When I was nine and at primary school, my dad took me to my first football match at the Victoria Ground, Stoke. There were no boys in our family but dad and I were close and often went on expeditions, so it was natural for him to include me in his football excursions. Sometimes we went on the train from our home in Meir, sometimes on the bus, and sometimes we cycled. There were always armies of little boys in the streets off Lonsdale Street, who would take our bikes into their back yards and guard them during the game, for a small consideration of course. It was 1944 and some Stoke players were returning from their army service, though I was too young to know the details.
Of course the star of the team was Stanley Matthews, and the chant of the supporters was, “Give it to Stan, give it to Stan”. It was mesmerising to see him take off down the wing, leaving opposing defenders sprawling as he just bobbed past them with seeming ease. I read in his autobiography that he honed his skills as a youngster by dribbling a tennis ball along the pavement on the way to and from school. It was a dark day for Stoke when he was transferred to Blackpool. The manager at that time was Bob McGrory and he used to stand at the door of his office in his tweed jacket and homburg hat and glare. He never looked happy and the story I heard later was that his wife came down from Scotland with him, took one look at our fair city and caught the next train back North!
My best Christmas present was a ticket for the Butler Street stand on Boxing Day when Stan came back for the first time with his Blackpool team. Can’t remember the result though.
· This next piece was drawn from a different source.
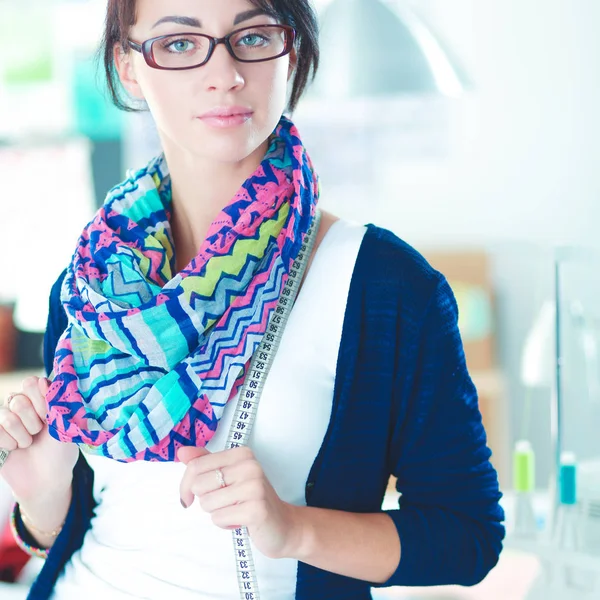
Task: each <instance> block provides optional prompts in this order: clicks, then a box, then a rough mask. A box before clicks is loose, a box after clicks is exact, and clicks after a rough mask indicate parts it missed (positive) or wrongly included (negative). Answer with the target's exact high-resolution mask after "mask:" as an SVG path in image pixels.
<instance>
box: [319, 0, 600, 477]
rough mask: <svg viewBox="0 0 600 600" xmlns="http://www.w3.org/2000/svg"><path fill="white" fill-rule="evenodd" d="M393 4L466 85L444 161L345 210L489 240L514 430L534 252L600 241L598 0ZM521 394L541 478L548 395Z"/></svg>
mask: <svg viewBox="0 0 600 600" xmlns="http://www.w3.org/2000/svg"><path fill="white" fill-rule="evenodd" d="M397 1H398V2H401V1H403V0H397ZM405 1H407V2H408V1H410V5H411V6H412V7H413V9H414V10H415V12H417V13H418V14H419V15H420V16H421V17H422V18H423V19H424V20H425V22H426V23H427V24H429V25H430V26H431V27H432V28H433V29H434V31H435V32H437V33H438V34H439V35H440V36H441V38H442V39H443V40H445V41H446V42H447V43H448V44H449V45H450V47H451V48H452V50H453V51H454V53H455V54H457V55H458V57H459V58H460V60H461V61H462V62H463V64H464V66H465V67H466V70H467V72H468V74H469V76H470V77H471V79H472V80H473V82H474V89H473V90H472V91H471V92H469V93H468V94H467V95H466V96H465V97H464V98H463V99H461V100H460V101H459V102H458V107H459V113H460V119H459V120H458V122H457V123H455V133H454V136H453V138H452V140H451V147H452V152H451V153H450V155H449V156H448V158H447V160H445V161H444V162H442V163H431V164H424V163H422V164H420V165H419V166H418V167H416V166H415V165H414V164H397V165H394V166H393V168H391V169H388V170H387V177H386V180H385V181H384V182H382V184H381V186H380V187H379V189H378V190H377V193H376V195H375V198H374V199H370V201H369V202H365V203H364V205H363V208H362V214H360V213H359V214H358V215H357V214H356V212H355V213H354V214H353V216H354V217H357V216H358V218H359V220H361V221H363V222H370V221H373V222H376V223H377V224H379V225H383V226H385V227H387V228H389V229H392V230H393V231H395V232H396V233H397V234H398V235H399V236H401V237H403V238H404V239H406V240H407V241H409V242H410V243H412V244H414V245H415V246H417V248H424V247H425V246H429V245H432V244H433V245H440V244H442V245H443V244H449V245H454V246H472V245H485V246H487V247H488V248H489V249H490V251H491V252H492V255H493V260H494V271H495V285H496V291H497V294H498V318H499V331H498V345H499V353H500V361H501V364H502V366H503V367H504V368H505V370H506V372H507V374H508V376H509V391H510V396H511V402H512V408H513V410H512V416H511V420H512V423H511V425H512V433H513V436H518V435H519V432H520V429H521V423H522V420H523V419H522V415H523V398H524V396H525V391H524V390H523V388H522V386H521V385H520V383H519V380H518V374H519V361H520V352H521V345H522V343H523V340H524V337H525V335H526V332H527V330H528V328H529V326H530V324H531V319H532V318H533V316H534V314H535V311H536V310H537V309H538V308H539V305H540V304H541V302H542V300H543V298H544V296H545V295H547V294H548V293H549V292H550V291H551V270H550V269H551V265H550V263H549V261H548V256H547V255H546V254H545V253H544V250H543V248H545V247H548V246H552V245H556V244H582V245H589V246H592V245H600V241H599V239H598V235H597V228H598V225H599V224H600V201H599V200H600V175H598V173H599V169H598V161H599V159H600V148H599V145H600V109H599V107H600V36H599V35H598V33H597V31H598V23H600V2H598V0H544V1H542V0H405ZM326 4H327V0H322V1H319V2H316V5H317V6H318V7H322V6H324V5H326ZM390 4H392V5H393V4H394V2H393V1H390ZM355 208H356V207H355V206H353V210H354V209H355ZM540 246H541V248H542V249H541V250H540ZM598 279H599V280H600V271H599V276H598ZM572 395H573V394H571V396H572ZM533 396H534V397H533V407H532V411H533V412H532V419H531V421H532V423H533V427H534V431H533V432H532V433H529V434H528V435H529V436H530V437H532V438H533V440H534V443H535V444H536V449H537V454H538V459H539V462H538V466H539V469H538V472H539V479H538V481H539V483H540V484H541V485H544V484H545V482H546V478H547V476H548V473H549V468H550V465H551V462H550V460H551V458H550V436H549V409H548V390H546V391H540V392H536V393H535V394H534V395H533ZM573 401H576V399H574V400H573ZM581 414H583V413H581ZM569 427H572V425H570V426H569ZM594 444H595V447H594ZM581 453H582V454H584V455H585V454H591V453H596V454H600V447H599V446H598V443H597V442H596V440H594V441H593V442H592V441H591V440H588V443H587V446H583V447H581Z"/></svg>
Our usual match place was the Boothen End, behind the goal. I used to go in the boy turnstile and meet dad inside. The Stoke End was considered rough and there was no protection from rain and snow there. One match I remember it was snowing hard and the ground staff were brushing the lines continually. At half time Stoke were 2-0 down against Chelsea, but we beat the soft Southerners 3-2.
Later, I joined with school friends and went to neighbouring away games, like Manchester and Derby. We proudly wore our Stoke rosettes, though I have to admit that we hid them after the game rather than invite the hostile reactions.
Footballers in those days earned an average working class wage with a small bonus for winning - a pound per point – so they lived among us. No plush Cheshire mansions for them, they were council house lads who, like most youngsters, started their married lives with in-laws while they waited for their own council house or saved up for a deposit on a modest home, in Meir, Dresden, Stoke, Shelton, Norton. These were the days of the “£10 team”; almost all were local and had cost no more than their £10 signing on fee.
They travelled to and from the ground by bus, so with a little judicious time management we could travel on the same bus and, if brave enough, engage in conversation with them. It was all very friendly and innocent and for many years after I would see John Malkin, a winger, in the street, at an event, once at the swimming baths, and it was always, “Hello duck how are you?”, he never knew my name! I got to know John McCue, a ferocious fullback, and a real gentleman. I would see him in church and later in the gathering of parents outside St Greggory’s school when we collected our respective offspring.
My hero in those days was Neil Franklin, probably the best centre half of his day. He was always calm, cool and collected, rarely ended up on the ground, his shorts were always clean. His Stoke and England career came to an end when he was tempted to go to Bogota with the promise of better pay. Sadly, it didn’t work out for him and he came back, but not to Stoke who refused to have anything to do with him and he went to Hull City. His wonderful career ended and he moved out of football into being a pub landlord, a job many ex-players seemed to do. I attended his funeral at St. Marks in Shelton and the church was packed with Stokies, old school friends and with famous faces, Billy Wright, Nat Lofthouse, Stanley Matthews, Tom Finney and many more.
My personal sporting prowess was limited to hockey, which I loved because its rules, positions and aims were the nearest to football I could get. No women’s football in those days. Dribbling down the wing I could feel like a Stan, defending I could be a Neil.
It all stopped once I left school as my job in the library service involved Saturday working, then when I met my future husband he was more interested in playing than watching. So my interest waned, but was awakened by the 1966 World Cup and now I am glued to Radio Stoke on Saturday afternoons, exchanging joyful or despairing texts with my oldest daughter who has inherited my dreams. At one point in her teenage years she did let down the side. She went out with a Port Vale supporter!
Last year I went to a reception at the Britannia Stadium and was delighted to see two great photos on the walls in Reception. One was, of course, Sir Stan and the other… yes it was my idol, Neil Franklin, and in one of the rooms was a wall devoted to his story. So the Potters forgave him and gave him the recognition he had earned.